Tuesday, February 26, 2002

Sun's hardware and software is good A while ago I claimed that Sun was the Apple of the Unix world because they tied hardware to software. My most excellent friend BE writes in with these comments:
on tying OS to hardware: i don't really consider apple or microsoft as contenders in the serious computing category, and for this reason i think your likening of them to sun is not really on point. here's the difference: apple and microsoft are in the business of providing pleasant UIs for mundane tasks (email, internet, word processing). or at least, they should be. redmond's every effort to build a serious big-iron platform has fallen flat. the only guys buying NT servers are people with lots of money and no expertise, or medium/small enterprises. this is fine, as microsoft can fill a niche in this particular market. however, they have no hold on the buyers in the serious unix market that Sun, IBM, and possibly HP hold, along with others like SCO and EMC. so, sun is *not* the apple of the unix world because its hardware addiction is voluntary and extremely beneficial. (apple's is no longer by choice, and it will eventually kill them).

running, configuring, and maintaining solaris 8 on x86 vs SPARC is a world of difference, and, as someone who does just this on both platforms for a living and has taken a bit of time to understand the differences (Solaris Internals: Core Kernel Architecture -- a must-read if you're going to comment heavily on hardware "addiction" vs platform independence vis a vis sun), i'll readily attest to the fact that the SPARC architecture has been tightly integrated to some of the most important and advanced features in the solaris system. in other words, when you control the chip architecture and the OS, you can hook them together at key points in ways that let you do hard things more easily. moreover, the fact that both are under one roof has allowed sun to radically alter both to fit the changing needs of modern computing (this will also come out in a close reading of the book above, and i'd be happy to comment in more detail if you're interested).

IBM has done much of the same thing with CCS and other platforms with varying degrees of success; EMC holds a lock on the big-iron disk solution because it uses its own hardware, with its own version of SCSI protocol to make stuff happen faster. did this make it hard for sun to port their OS? well, the source is open, so you can decide for yourself. but, in my reading, the answer is a pretty firm "no." that's why they were able to put solaris on x86 in the first place. that they have decided to put a hiatus on multiplatform support does not surprise me either -- in a downturn, you want to circle the wagons around your best performers instead of diverting precious capital towards laggards.

from an administrative and development standpoint, there is no comparison between something like Solaris on SPARC, BSD on anything, or other linuxes mixed and matched with various filesystems, memory managment strategies, and hardware drivers. microsoft can't ever touch this hold on "serious computing" for the same reason that they're in trouble with the law: they don't play nice with the other kids. what i mean is that microsoft doesn't benefit from things like all of the myriad standard unix utilities, the standards-based filesystem architecture (which allows folks like veritas and open source developers to build truly great products), and, soon, they will not benefit from the rich contributions in the field of networking (once .NET becomes an addled, stumbling reality, in my preditions, at least).

they get none of the 40 years experience and cumulative development that the unix world has because they refuse to play nice -- SAMBA is a great example of this (MS would do very well to help the project, as someone like sun or hp surely would; instead, they work hard on crippling it). as a result, microsoft gets to win the desktop war (for now), since the unix community never concerned itself with this and no one else played the game as well as they did in the early years. however, for all that being big helps them in their fight, it isn't the only factor or even the most important one as they saddle up for the race against the ibms and suns of the world.


The key argument here is that Sun owning both the upstream (hardware) and downstream (OS) business allows them to capture all the value from investments that benefit both parties, so there won't be the underinvestment you'd see if these were split.
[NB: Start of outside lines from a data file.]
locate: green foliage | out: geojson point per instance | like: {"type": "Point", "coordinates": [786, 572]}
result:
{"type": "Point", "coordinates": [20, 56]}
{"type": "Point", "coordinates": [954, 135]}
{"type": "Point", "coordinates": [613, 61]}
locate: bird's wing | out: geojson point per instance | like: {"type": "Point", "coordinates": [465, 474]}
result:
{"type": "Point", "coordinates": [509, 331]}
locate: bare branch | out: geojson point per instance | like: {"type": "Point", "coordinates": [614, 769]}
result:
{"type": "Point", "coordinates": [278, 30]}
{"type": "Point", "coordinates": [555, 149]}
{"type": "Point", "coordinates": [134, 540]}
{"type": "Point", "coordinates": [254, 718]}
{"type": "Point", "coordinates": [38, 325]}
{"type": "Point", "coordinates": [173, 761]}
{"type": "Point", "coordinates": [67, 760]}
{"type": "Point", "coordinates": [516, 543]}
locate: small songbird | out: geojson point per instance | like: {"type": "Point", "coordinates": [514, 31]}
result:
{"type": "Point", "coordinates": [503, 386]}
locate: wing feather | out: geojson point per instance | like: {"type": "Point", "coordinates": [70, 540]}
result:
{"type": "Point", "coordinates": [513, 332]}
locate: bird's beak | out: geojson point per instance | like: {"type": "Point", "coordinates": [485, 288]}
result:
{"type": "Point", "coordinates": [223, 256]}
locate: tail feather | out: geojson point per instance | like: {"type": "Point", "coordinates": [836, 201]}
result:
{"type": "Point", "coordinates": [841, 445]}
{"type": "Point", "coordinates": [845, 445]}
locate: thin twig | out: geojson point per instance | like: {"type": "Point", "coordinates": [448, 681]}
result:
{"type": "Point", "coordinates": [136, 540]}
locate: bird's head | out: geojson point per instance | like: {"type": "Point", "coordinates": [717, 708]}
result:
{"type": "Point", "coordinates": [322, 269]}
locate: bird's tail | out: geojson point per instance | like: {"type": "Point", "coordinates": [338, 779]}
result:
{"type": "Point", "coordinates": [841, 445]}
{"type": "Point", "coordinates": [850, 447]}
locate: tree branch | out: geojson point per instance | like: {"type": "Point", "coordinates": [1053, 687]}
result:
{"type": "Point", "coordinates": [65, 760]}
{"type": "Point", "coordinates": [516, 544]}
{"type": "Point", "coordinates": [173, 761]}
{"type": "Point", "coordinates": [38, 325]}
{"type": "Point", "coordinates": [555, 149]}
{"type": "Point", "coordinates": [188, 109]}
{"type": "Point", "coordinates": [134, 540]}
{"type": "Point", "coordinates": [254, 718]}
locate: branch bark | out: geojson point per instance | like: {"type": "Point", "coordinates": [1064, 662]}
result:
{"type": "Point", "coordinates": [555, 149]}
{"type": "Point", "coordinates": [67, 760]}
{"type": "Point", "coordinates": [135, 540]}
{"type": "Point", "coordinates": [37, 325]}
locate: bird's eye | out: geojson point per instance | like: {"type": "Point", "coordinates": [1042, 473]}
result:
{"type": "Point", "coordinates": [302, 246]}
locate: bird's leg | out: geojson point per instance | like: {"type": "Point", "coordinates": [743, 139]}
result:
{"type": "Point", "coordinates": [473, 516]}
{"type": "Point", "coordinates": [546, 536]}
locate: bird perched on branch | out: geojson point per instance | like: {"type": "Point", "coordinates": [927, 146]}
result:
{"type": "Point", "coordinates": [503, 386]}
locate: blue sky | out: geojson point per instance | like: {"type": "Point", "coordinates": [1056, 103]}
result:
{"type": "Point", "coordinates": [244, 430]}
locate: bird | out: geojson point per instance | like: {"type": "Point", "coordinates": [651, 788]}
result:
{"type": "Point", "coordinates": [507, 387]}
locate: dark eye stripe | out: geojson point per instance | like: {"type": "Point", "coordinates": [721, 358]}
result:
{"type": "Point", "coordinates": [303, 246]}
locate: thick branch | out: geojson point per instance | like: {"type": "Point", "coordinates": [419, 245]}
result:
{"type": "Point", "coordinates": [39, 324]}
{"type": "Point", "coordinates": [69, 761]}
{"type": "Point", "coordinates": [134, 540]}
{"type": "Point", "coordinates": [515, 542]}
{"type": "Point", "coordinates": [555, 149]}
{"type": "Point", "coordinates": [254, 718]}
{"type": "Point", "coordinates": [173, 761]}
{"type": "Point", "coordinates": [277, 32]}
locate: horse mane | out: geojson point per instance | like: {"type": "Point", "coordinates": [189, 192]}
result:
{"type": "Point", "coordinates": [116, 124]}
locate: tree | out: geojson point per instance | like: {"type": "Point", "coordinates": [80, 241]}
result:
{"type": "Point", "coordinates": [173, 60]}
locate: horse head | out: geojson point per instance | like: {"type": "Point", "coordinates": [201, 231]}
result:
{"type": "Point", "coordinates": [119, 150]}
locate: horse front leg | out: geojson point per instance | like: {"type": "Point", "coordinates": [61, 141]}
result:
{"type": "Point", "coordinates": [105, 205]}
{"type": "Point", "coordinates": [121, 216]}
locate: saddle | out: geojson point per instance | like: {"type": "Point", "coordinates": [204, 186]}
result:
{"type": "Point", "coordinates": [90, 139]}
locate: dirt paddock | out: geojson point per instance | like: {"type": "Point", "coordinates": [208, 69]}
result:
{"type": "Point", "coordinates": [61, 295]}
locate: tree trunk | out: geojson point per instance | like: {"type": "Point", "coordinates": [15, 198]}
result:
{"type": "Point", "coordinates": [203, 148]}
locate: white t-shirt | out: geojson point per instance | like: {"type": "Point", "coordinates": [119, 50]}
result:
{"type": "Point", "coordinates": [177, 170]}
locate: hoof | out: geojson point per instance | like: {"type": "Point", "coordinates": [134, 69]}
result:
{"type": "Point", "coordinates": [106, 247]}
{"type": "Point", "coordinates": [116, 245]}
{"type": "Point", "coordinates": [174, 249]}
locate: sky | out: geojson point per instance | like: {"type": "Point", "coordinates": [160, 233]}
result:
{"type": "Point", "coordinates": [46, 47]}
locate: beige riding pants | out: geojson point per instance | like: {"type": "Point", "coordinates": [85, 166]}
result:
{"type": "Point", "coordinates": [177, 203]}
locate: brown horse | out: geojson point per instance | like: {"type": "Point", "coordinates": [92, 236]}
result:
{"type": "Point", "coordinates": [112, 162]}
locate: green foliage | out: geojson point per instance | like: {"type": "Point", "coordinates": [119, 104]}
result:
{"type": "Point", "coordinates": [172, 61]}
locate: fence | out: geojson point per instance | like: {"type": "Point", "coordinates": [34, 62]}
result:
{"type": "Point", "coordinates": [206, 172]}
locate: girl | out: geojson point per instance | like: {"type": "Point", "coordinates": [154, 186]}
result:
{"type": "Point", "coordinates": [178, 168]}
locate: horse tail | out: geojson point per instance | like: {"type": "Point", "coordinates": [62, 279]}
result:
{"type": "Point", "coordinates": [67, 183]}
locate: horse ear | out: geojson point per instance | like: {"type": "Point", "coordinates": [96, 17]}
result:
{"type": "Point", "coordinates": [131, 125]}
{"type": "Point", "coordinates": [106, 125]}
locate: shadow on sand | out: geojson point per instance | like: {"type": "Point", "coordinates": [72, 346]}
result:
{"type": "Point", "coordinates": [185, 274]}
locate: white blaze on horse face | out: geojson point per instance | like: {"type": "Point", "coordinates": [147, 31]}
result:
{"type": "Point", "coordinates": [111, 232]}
Apple, meanwhile, failed to invest in innovations that created value from both software *and* hardware, turning that asset into a liability. Apple has changed its position on this, getting out of the kernal business (Darwin) and developing the iPod, which delivers a better experience because it runs on combined hardware and software. I don't use the Sun platform and don't know how they use hardware/OS integration to their benefit, but presumably Solaris Internals could set me straight there.